The beautiful, serene moments of “cool of the morning” have many times shattered due to “snake” in the moment. An argument, a harsh tone, a feeling of irritation, another spill, another mess, another dead-line, a car broken down, a bill that’s late, a blown over fence, another wall chewed through by the dog. The epiphany is that He never left when the baby began crying; instead He got to work and we just didn’t notice.
Lament is a cry of belief in a good God…who has His ear to our hearts…Complaint is the bitter howl of unbelief in any benevolent God in this moment, a distrust…implies doubt in His love…lament, complaint that trusts His heart…
Four years ago I complained to God about my house, my furniture, my vehicles, my check book balance. I was mad, depressed, discouraged, hopeless. I couldn’t see God and His gifts for all the materials I craved. Coveting. Jealousy.
Three years ago I lamented on my bedroom, bathroom, kitchen, whole-house floor over my little boy who I was told probably had autism. I lamented over how unqualified I felt – how helpless. I lamented over all that I thought he would miss. I lamented over lack of resources to do anything about this. I lamented…I sowed in tears…and three years later I’m still sowing, yes, but I’ve also harvested! Timothy is His; I trust Him with His creation – His son. He never made a mistake with Timothy. He lacks nothing and hold nothing back from this little boys future in Him!
the feeling of joy begins in the action of thanksgiving…joy comes from the place of the very presence of God…I will fight for this: “I will take joy” (Habakkuk 3:18)
“No man can live without joy” is what Thomas Aquinas wrote. And I confess, it is true, I have known many dead waiting to die.
I have been that. Dead though moving. Hollow. Without not because He didn’t give or offer but because I refused to see – to accept. To fight for joy is this new thing for me. I’ve heard of fighting for the one you love or fighting for your freedom or even fighting to reach your goal. I guess I never realized Joy was all those things…the One I love, my Freedom, my Goal…my God. I’ve never described myself as a fighter…a struggler maybe.

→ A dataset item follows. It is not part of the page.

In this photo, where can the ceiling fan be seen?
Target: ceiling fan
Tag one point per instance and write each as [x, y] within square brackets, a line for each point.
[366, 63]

I want to do this, though…learn to fight.
Dare I ask what I think I deserve?
The world tells us if we do this or that or don’t do this or that, that we should receive something in return…we deserve it. I’ve lived like that before. Trying to be so good, so kind, so obedient…hoping for the “yes’s” in life. I tried not to think I was going to get anything good so as not to jinx it. Good came and so did the bad. I seemed to make little difference where that was concerned. Why do bad things happen to good people? Who is good, though? Jesus gave only One that recognition.
I had thought joy’s flame needed protecting…Flames need oxygen to light.
Let go of trying to do, let go of trying to control…let go of my own way, let go of my own fears. Let God blow His wind, His trials, oxygen for joy’s fire. Leave the hand open and be. Be at peace. Bend the knee and be small and let God give what God chooses to give because He only give love and whisper surprised thanks…Fullness of joy is discovered only in the emptying of will…
It’s not about making sure my day goes according to plan or that the house stays neat. It’s not about kids’ toys staying in their rooms or crumbs staying off the counters. It’s not about easy-going days or big trips or complete health. It’s about God…His love for me…my love for Him.
I hadn’t known that joy meant dying.
Joy – it’s always obedience…This is the way a body and a mouth say thank you: Thy will be done.
Dying to self. Living to Him. Letting go of living in want, and recognizing the gifts. A life not about seeking my will but “Thy will”. To refuse to move out of His presence, even if that means He means to stay in the hard and do the hard. I will do the hard or the easy but I will not do without Him! without JOY!